Azure ComputerVision project test

For the all day presentations on MS Azure AI they gave a voucher for 7 days for trying out the services.

I am interested to see if I can get something up and running. So I’m going to start with the Computer Vision. Of course, this is not as easy as the demo’s make it look.

Project Idea

I have recently been playing with GlideApps and found that for the Computer Vision it is a call to an API, so I thought I could build a simple app that you could take a picture on your camera and upload it and get some information from the photo. So that is what I’m setting out to do.

The first step it to spin up a Azure instance with all the bits required to run the Computer vision process, then figure out the API call so that I can add it to the app.

Step 1- Setting up Azure Computer Vision to run

I’m not going to go through the “create environment” & “get endpoint and keys, there are a few video’s out there that do that, eg:

Step 2- Testing operation- remote image from URL

After setting up an Azure Account and selecting a Service ” Computer Vision API – v2.0″ + “Describe Image”

you can give it a URL of an image and it will give you a response:

Step 3- Trying api call in postman (no success)

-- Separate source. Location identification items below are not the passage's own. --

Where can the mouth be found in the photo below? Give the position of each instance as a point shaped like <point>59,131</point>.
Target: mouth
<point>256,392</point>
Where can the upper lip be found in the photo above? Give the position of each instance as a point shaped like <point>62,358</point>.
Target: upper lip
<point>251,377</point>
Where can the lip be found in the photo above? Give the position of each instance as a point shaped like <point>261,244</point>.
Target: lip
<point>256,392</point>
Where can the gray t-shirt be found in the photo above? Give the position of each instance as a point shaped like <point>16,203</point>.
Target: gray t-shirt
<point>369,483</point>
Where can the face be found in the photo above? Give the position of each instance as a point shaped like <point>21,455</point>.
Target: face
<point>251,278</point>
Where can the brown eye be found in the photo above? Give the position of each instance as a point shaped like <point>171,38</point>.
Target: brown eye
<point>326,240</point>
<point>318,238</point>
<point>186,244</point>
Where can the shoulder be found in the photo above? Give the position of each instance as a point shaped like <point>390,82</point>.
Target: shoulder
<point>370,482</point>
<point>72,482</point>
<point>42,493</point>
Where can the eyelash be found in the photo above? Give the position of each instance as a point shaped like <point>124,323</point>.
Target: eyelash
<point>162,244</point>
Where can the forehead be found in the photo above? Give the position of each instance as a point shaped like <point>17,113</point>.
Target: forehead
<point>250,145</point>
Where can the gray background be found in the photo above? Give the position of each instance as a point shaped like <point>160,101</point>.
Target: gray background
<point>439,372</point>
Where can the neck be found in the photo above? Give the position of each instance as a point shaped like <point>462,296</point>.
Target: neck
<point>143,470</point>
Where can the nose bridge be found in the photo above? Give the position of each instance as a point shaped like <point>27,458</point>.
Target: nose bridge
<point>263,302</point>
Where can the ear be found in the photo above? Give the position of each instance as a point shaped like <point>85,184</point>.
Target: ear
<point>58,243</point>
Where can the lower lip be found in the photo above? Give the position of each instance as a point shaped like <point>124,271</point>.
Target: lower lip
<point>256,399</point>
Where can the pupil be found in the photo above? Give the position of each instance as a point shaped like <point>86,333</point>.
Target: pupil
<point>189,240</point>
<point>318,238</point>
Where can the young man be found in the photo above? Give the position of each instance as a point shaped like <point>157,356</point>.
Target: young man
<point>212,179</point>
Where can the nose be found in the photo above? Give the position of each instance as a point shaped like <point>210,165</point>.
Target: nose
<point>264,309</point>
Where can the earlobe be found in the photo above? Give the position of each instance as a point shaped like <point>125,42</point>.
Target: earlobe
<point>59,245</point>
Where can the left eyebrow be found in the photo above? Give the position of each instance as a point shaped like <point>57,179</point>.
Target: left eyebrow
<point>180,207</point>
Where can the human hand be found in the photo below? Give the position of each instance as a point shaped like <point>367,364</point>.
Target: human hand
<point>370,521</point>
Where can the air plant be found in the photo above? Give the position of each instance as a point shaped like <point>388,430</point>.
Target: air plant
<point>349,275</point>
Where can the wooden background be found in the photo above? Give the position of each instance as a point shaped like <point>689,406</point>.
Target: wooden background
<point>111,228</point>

So thats in Azure environment. I then tried to take those settings across to PostMan to test, with no luck at all.

Step 4- Trying to use Web page image code with Azure Quick Start code

After playing around with that for a while with no success I went back to YT and found this video:

This links to this quickstart page with HTML code:

I tried using it but had a few errors and couldn’t get it to work, so that was some more time wasting. If you look in the Comments section you will see one from me describing the issues that I had, apart from it also needed Char type defined in header too. <meta charset=”UTF-8″>

see below for how far I got, but error.

Text Recognition Sample

Read text from image:

Enter the URL to an image of text, then click the Read image button.

Image to read:


Source image:

Step 5- Tried OCR web reader, with some success- Computer Vision API – v2.0 – OCR

I found this text on the web (here) and tried running it through the OCR reader, it tried to translate it into words rather than characters, so I got a result but not a particularly good one, it also doesn’t give probabilities of accuracy (or maybe it does but I haven’t found the variables to input for them yet)

So a partial success.

Back to PostMan , I’m not sure why!

I went back to postman and finally got one working, but not quite sure why I need postman, this is for a test. I still need to bind it to work somewhere. It lets you import but I can’t find an export.

So maybe I can re-write the Post request for an ajax or php call, but after perusing a few vids it does not look like I can use Google Sheets API to do it for me.

So back to what you can do with Computer Vision API, there are a few items but nothing that leaps out to use. The only stand out amusing one I saw demonstated was it trying to work out age of a person based on their face. You could find if they are smiling, sad etc but not sure what you’d use that for.

It does extract text from an image but only as a JSON file, so each word is seperate, so you have to be able to string all the words together, based on lines so an iteration loop as you do not know how many words or lines there will be. Its easier to use the online OCR that I use already or Google Keep. It does apparently do handwriting but I have no great demand for that.

End comment

Nice to have a play, but I need to make an HTTP post request, get the information in JSON, strip out the text and somehow put it into Google Sheets. Each step would be a challenge.

As mentioned in the other post on Azure, if you are in the MS ecoSystem then you canm join the dots easier. But it does not extend too readily to outside services. I have been doing a lot of research on the Post HTTP requests and how to set those up. A useful bit of learning for interrogating API’s but a bit tiresome nevertheless. Postman was handy for that.

For a simple play with cognitive services, I don’t think I got very far with them. I can see a use case for my daughters project, but would have to spec and build it based on the platform and pay for it. For simple playing, they do things, but I cannot get information where I want it. I don’t think its as easy as they portray.

So although I have a few more free bits to play with, thank you but no thank you.